In 2005 I was back in the chapel for the third conceptual exhibition. This time, its subjst was the gardens, as expressing paradise lost, in each civilisation. I continued to explore the thicket of ideas I had started stepping into years before.
- I found that the artist must adapt his means of expression to the subject itself, and to each subject (Japanese gardens are almost abstract, English gardens are somewhat hazy, and as for French gardens, they’re immaculately precise): therefore, the subject dictates its terms, and must be obeyed to. The painter is a servant of the subject, and it never works the other way round.
- I kept opening up to other arts, photography in particular, and to volumes, in my designing low tables, jars, screens and partitions, topiary art and materials. I also worked in collaboration with other crafts and skills, such as wrought-iron craftsmen
In 2007, my fourth and last concpetual exhibition took place, and it was the Jeu de l’Oie the game of snakes and ladders (the name in French is the Goose Game, much more poetical than its English equivalent). Sixty three paintings representing the sixty three squares, with all the symbolical meanings that go with this, were designed. It wasn’t possible to move one painting, or it would have broken the harmony and meaning of the whole. Still, the same preoccupations were at the core of it all:
- It was important to adapt to the game itself
- It was important to adapt to the subject ??? sens en français???
- I had to open up to volume, with the final sculpture, and to work in team.
To sum up:
- Painting is a job
- The way I chose is far from the usual commercial type of painting, with its exhibitions in galleries and paintings designed as decorations or the official and institutional art, like contemporary or conceptual art, with its nihilistic immoderate ego. I follow an independent path which, in the light of my analysis of the permanent traits of art over a period of 50,000 years, seems to me the only path that will in the future give back to art its real place. This independence has its drawbacks, for it means my work isn’t recognised by insitutions or trade. This is my current handicap which, I’m sure, will turn out to be my force in the longer term. This choice has only been posible thanks to the public who has been supporting me in my endeavours, and has helped me advance, for these last twenty years.

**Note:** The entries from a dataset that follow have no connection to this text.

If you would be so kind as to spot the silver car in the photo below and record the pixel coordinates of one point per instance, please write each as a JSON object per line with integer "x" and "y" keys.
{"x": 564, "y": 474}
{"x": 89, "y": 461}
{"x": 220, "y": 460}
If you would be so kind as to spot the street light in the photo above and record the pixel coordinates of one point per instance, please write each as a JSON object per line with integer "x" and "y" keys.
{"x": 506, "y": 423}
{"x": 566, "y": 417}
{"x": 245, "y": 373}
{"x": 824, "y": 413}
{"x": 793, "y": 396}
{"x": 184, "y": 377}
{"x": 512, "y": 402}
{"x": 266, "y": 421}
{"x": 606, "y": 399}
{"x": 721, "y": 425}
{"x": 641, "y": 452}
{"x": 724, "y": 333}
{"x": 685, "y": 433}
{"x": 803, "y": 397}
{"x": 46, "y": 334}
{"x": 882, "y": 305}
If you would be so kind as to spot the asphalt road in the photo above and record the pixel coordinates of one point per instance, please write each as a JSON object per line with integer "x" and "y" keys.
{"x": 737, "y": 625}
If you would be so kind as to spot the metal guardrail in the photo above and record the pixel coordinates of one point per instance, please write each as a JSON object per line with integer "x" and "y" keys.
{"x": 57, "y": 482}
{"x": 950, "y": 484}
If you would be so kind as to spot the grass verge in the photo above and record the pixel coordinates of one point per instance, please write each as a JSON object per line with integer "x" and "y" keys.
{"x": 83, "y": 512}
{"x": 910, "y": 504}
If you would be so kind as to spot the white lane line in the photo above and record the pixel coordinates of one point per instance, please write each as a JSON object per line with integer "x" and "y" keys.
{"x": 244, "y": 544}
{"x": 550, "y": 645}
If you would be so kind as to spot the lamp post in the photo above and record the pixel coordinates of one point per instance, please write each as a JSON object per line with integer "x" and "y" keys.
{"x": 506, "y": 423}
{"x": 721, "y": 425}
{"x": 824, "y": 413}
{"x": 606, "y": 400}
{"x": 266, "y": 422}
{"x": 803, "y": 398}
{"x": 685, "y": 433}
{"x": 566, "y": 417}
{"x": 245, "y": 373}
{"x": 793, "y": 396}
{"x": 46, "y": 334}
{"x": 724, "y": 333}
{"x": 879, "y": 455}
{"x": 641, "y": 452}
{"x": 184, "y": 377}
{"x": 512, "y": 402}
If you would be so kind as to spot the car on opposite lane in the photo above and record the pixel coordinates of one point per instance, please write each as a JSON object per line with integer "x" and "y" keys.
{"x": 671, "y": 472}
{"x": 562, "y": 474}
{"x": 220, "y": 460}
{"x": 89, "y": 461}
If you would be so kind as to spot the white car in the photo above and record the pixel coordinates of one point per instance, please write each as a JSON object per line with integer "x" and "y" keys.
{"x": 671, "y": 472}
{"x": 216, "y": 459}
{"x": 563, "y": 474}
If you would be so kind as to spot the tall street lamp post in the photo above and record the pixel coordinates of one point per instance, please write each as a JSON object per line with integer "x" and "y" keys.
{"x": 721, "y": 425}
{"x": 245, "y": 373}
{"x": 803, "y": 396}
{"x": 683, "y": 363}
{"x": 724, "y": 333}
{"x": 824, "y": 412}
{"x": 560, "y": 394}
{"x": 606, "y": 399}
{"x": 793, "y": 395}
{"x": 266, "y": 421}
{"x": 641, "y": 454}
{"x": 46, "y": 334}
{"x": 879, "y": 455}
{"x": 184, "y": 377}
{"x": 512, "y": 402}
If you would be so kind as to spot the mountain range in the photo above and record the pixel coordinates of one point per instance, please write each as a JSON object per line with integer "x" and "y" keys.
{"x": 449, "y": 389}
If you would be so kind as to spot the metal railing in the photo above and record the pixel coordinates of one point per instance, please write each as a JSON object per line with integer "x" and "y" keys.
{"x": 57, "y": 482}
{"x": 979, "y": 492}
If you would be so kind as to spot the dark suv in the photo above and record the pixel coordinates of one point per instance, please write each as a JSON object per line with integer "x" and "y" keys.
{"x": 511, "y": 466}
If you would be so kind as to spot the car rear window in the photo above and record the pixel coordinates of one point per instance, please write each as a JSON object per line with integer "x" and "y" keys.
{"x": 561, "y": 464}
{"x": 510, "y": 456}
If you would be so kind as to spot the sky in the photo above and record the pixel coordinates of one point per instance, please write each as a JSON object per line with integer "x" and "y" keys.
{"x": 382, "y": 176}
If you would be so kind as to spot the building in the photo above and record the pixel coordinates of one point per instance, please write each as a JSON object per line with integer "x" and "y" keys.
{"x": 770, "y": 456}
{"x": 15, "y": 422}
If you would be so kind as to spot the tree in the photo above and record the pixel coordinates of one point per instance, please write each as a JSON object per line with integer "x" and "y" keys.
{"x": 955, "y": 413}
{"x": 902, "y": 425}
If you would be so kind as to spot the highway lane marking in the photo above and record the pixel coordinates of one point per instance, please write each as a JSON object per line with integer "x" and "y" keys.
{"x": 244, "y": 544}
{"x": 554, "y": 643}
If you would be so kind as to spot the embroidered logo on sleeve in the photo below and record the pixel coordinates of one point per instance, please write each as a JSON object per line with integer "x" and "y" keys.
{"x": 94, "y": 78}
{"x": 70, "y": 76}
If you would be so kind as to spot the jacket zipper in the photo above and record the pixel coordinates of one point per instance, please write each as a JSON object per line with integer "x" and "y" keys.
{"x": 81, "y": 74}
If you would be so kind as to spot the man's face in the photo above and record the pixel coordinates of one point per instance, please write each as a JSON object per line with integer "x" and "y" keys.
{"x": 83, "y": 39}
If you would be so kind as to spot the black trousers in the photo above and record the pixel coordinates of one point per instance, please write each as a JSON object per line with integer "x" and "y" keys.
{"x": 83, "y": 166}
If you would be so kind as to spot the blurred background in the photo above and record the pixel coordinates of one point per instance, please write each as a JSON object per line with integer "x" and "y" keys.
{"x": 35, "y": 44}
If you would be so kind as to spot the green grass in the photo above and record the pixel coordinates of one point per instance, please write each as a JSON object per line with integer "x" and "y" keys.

- Technique, far from being an obstacle, actually greatly helps creation. I chose a glazing technique.
- The problem of art is eschatological.
- Western art is figurative, not realistic.
- I try to integrate few moods or anedoctical expressions.
- I strive to work on universal themes.
- I want to create “ensembles”, wholes, created globally, and where each painting is an element of a whole, linked to one single being like organs in a body, where volumes, decorative aspects and other arts participate and have a real function.
- Therefore I need to work with other artists specialising in other fields.
- I want to create paintings which physically, plastically concern everybody.
- My belief is that a painting is designed for a place, for a special purpose.
- I therefore deem it necessary to adapt expression to each subject, each place.The painter is at the service of a place and a subject, like the prehistoric painter in the Lascaux caves or the Roman painter when he dedicated himself to the vault of Saint Savin sur Gartempe.
The problem with these four conceptual exhibitions (the Ark, the Virtues, the Gardens, and the Jeu de l’Oie) is that they are ephemeral. A two-week exhibition, then it is dimsntled, and each painting is sold individually, for none of the exhibitions was never sold in its whole, and it is obvious that it can’t remain in this place forever.
Therefore art, to become popular, must become visible to the public again.
To finalise this thought I then decided, with people around me, to create Favolus. It is an endeavour to apply in the long term all the parameters and reflexions I have exposed, and which are the conclusions of 25 years spent being a painter.